LONDON (Reuters) - The World
Health Organization issued a stern warning on Friday to scientists who have
engineered a highly pathogenic form of the deadly H5N1 bird flu virus, saying
their work carries significant risks and must be tightly controlled.
The United Nations health body
said it was "deeply concerned about the potential negative
consequences" of work by two leading flu research teams who this month
said they had found ways to make H5N1 into a easily transmissable form capable
of causing lethal human pandemics.
The work by the teams, one in
The Netherlands and one in the United States, has already prompted an
unprecedented censorship call from U.S. security advisers who fear that
publishing details of the research could give potential attackers the know-how
to make a bioterror weapon.
The U.S. National Science
Advisory Board for Biosecurity has asked two journals that want to publish the
work to make only redacted versions of studies available, a request to which
the journal editors and many leading scientists object.
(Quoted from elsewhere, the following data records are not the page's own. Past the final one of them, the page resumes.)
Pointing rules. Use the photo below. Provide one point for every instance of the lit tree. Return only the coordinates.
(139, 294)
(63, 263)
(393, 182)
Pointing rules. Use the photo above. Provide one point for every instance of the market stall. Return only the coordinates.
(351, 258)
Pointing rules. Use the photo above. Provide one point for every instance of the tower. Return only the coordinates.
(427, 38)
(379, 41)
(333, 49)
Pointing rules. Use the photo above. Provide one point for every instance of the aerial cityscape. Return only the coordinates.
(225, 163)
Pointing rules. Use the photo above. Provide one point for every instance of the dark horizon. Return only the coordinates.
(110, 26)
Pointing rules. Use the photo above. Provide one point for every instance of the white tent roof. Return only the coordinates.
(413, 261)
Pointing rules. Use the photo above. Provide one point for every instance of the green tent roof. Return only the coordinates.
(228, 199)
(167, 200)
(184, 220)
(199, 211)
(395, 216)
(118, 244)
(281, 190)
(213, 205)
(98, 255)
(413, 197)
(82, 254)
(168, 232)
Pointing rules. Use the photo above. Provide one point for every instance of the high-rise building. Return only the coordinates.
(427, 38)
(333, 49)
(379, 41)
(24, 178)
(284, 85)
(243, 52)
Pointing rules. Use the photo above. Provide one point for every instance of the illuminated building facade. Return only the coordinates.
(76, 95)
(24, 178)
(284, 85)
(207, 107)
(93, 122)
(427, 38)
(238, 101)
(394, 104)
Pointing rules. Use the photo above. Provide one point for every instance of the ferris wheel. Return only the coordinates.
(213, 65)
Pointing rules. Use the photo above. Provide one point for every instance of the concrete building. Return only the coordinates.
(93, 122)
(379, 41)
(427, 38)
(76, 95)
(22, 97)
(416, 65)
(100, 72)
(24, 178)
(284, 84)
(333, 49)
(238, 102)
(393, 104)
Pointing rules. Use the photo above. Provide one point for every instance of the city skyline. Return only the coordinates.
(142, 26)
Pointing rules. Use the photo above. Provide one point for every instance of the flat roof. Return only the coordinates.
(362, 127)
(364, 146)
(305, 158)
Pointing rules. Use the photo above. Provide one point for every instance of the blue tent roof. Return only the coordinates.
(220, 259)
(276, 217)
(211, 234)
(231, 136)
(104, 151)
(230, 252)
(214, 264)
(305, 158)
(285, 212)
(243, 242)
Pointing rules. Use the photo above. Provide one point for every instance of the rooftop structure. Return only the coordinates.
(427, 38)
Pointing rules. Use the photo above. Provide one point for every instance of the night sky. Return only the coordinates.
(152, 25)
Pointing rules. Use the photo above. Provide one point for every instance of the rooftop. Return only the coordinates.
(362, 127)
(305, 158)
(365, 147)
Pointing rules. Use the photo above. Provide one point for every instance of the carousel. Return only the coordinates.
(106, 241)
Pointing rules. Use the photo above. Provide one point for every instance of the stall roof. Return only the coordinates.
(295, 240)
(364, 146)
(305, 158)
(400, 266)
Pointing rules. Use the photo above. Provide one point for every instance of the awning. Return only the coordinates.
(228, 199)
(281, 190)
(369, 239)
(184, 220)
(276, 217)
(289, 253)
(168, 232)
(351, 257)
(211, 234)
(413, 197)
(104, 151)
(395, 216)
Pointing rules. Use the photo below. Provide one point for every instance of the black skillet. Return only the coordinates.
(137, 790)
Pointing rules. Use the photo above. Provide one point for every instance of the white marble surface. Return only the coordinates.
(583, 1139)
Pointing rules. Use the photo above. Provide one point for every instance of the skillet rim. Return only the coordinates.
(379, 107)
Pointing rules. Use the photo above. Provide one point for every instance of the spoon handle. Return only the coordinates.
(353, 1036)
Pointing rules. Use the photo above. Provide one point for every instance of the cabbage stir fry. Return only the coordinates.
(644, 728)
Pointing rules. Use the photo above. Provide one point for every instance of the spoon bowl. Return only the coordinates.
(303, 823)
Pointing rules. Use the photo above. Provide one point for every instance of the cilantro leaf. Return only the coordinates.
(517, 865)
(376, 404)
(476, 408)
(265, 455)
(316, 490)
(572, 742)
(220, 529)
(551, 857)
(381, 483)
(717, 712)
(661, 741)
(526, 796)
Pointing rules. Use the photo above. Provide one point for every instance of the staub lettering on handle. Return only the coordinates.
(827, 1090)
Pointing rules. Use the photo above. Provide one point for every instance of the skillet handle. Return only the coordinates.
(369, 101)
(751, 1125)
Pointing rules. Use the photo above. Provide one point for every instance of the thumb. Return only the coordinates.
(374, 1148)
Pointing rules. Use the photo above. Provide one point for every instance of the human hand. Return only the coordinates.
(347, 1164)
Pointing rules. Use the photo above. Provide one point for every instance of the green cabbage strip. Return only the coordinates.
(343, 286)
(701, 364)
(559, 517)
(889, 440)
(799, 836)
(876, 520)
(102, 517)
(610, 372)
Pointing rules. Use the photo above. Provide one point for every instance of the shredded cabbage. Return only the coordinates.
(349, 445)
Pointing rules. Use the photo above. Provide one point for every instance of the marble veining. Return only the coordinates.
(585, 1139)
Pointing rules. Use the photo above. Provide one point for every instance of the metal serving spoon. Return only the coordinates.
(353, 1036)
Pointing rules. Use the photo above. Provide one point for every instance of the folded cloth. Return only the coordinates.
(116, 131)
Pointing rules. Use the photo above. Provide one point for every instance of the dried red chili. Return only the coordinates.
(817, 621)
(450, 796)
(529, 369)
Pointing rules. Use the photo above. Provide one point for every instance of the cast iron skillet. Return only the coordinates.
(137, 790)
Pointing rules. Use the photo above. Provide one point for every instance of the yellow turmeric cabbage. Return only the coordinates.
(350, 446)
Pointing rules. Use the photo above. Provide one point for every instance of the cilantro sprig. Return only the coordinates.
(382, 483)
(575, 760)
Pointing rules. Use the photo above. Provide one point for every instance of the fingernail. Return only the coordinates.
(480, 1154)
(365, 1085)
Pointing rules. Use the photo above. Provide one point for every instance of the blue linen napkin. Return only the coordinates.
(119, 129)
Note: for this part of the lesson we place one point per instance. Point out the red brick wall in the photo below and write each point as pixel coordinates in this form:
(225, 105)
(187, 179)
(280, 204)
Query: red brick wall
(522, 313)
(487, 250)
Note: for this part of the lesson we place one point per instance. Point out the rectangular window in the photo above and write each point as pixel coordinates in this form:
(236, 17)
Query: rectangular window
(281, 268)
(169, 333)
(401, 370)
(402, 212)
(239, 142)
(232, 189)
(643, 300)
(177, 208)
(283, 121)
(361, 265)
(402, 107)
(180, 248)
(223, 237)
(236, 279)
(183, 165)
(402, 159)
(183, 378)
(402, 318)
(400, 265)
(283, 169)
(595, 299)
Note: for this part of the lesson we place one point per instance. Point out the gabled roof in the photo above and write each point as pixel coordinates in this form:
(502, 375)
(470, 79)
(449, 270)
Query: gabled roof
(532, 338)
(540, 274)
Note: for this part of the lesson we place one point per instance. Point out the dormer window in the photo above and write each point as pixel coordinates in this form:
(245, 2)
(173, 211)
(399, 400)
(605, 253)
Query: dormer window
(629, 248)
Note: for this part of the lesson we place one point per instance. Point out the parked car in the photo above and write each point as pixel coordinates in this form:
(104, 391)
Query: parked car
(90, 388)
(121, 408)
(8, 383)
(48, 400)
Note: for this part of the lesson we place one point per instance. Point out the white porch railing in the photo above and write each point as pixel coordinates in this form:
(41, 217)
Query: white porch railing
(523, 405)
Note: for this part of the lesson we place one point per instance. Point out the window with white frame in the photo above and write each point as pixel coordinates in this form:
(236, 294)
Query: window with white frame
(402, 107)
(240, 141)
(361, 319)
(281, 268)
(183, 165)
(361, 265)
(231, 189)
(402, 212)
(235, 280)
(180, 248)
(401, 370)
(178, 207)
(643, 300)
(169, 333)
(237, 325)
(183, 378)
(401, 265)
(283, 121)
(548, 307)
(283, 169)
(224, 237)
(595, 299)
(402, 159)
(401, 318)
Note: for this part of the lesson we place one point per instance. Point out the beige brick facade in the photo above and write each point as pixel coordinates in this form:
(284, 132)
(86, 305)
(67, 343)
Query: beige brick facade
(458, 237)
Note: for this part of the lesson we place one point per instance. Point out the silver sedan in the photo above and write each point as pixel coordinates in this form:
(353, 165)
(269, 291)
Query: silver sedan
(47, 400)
In its first comment on the
controversy, the WHO said: "While it is clear that conducting research to
gain such knowledge must continue, it is also clear that certain research, and
especially that which can generate more dangerous forms of the virus....has
risks."
H5N1 bird flu is extremely
deadly in people who are directly exposed to it from infected birds. Since the
virus was first detected in 1997, about 600 people have contracted it and more
than half of them have died.
But so far it has not yet
naturally mutated into a form that can pass easily from person to person,
although many scientists fear this kind of mutation is likely to happen at some
point and will constitute a major health threat if it does.
MUTATIONS
Flu researchers around the
world have been working for many years trying to figure out which mutations
would give H5N1 the ability to spread easily from one person to another, while
at the same time maintaining its deadly properties.
The U.S. National Institutes of
Health funded the two research teams to carry out research into how the virus
could become more transmissible in humans, with the aim of gaining insight on
how to react if the mutation occurred naturally.
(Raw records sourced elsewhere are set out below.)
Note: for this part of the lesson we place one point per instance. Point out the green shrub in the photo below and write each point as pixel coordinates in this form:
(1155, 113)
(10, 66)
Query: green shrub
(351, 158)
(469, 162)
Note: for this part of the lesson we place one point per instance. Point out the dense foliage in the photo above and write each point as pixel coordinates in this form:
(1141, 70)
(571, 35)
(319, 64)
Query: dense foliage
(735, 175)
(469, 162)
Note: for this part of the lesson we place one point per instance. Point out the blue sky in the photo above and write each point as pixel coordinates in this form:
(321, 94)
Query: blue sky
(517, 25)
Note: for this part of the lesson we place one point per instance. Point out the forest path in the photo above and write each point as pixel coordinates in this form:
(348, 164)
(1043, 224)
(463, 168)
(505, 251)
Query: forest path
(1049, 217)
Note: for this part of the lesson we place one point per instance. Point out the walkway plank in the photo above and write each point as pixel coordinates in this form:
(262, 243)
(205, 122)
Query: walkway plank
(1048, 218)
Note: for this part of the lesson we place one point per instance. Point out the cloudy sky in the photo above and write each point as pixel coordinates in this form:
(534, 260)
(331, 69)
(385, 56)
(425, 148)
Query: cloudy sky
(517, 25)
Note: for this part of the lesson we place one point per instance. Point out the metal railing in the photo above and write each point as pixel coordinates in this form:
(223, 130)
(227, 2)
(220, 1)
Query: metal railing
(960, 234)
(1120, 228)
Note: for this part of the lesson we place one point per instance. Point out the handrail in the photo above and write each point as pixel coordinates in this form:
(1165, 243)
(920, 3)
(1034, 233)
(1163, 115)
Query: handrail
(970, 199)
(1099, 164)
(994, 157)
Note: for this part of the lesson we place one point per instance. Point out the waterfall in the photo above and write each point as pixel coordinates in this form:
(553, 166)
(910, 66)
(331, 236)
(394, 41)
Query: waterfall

The WHO said such research
should be done "only after all important public health risks and benefits
have been identified" and "it is certain that the necessary
protections to minimize the potential for negative consequences are in
place."
The agency also said it was
vital that new rules on the sharing of viruses and scientific know-how were
enforced to ensure those countries at most immediate risk from H5N1, mainly
developing countries in Asia such as Indonesia, Vietnam and others, would
benefit from advances in research.
During the H1N1 swine flu pandemic
in 2009-2010, many developing countries complained they had no life-saving
antivirals or vaccines to combat the new virus, despite having made samples of
the virus available to researchers and pharmaceutical companies to develop the
medicines.
It is normally laboratories in
wealthy developed countries that have the level of scientific expertise needed
to work on complex flu viruses, while bird, or avian, flu viruses themselves
often come from less well developed Asian countries.
A new Pandemic Influenza
Preparedness Framework was agreed and adopted by all WHO member states in May
2011 to set rules for sharing flu viruses that have pandemic potential, and
sharing the benefits of the expertise gained.
"WHO considers it
critically important that scientists who undertake research with influenza
viruses with pandemic potential samples fully abide by the new
requirements," the U.N. agency said in its statement.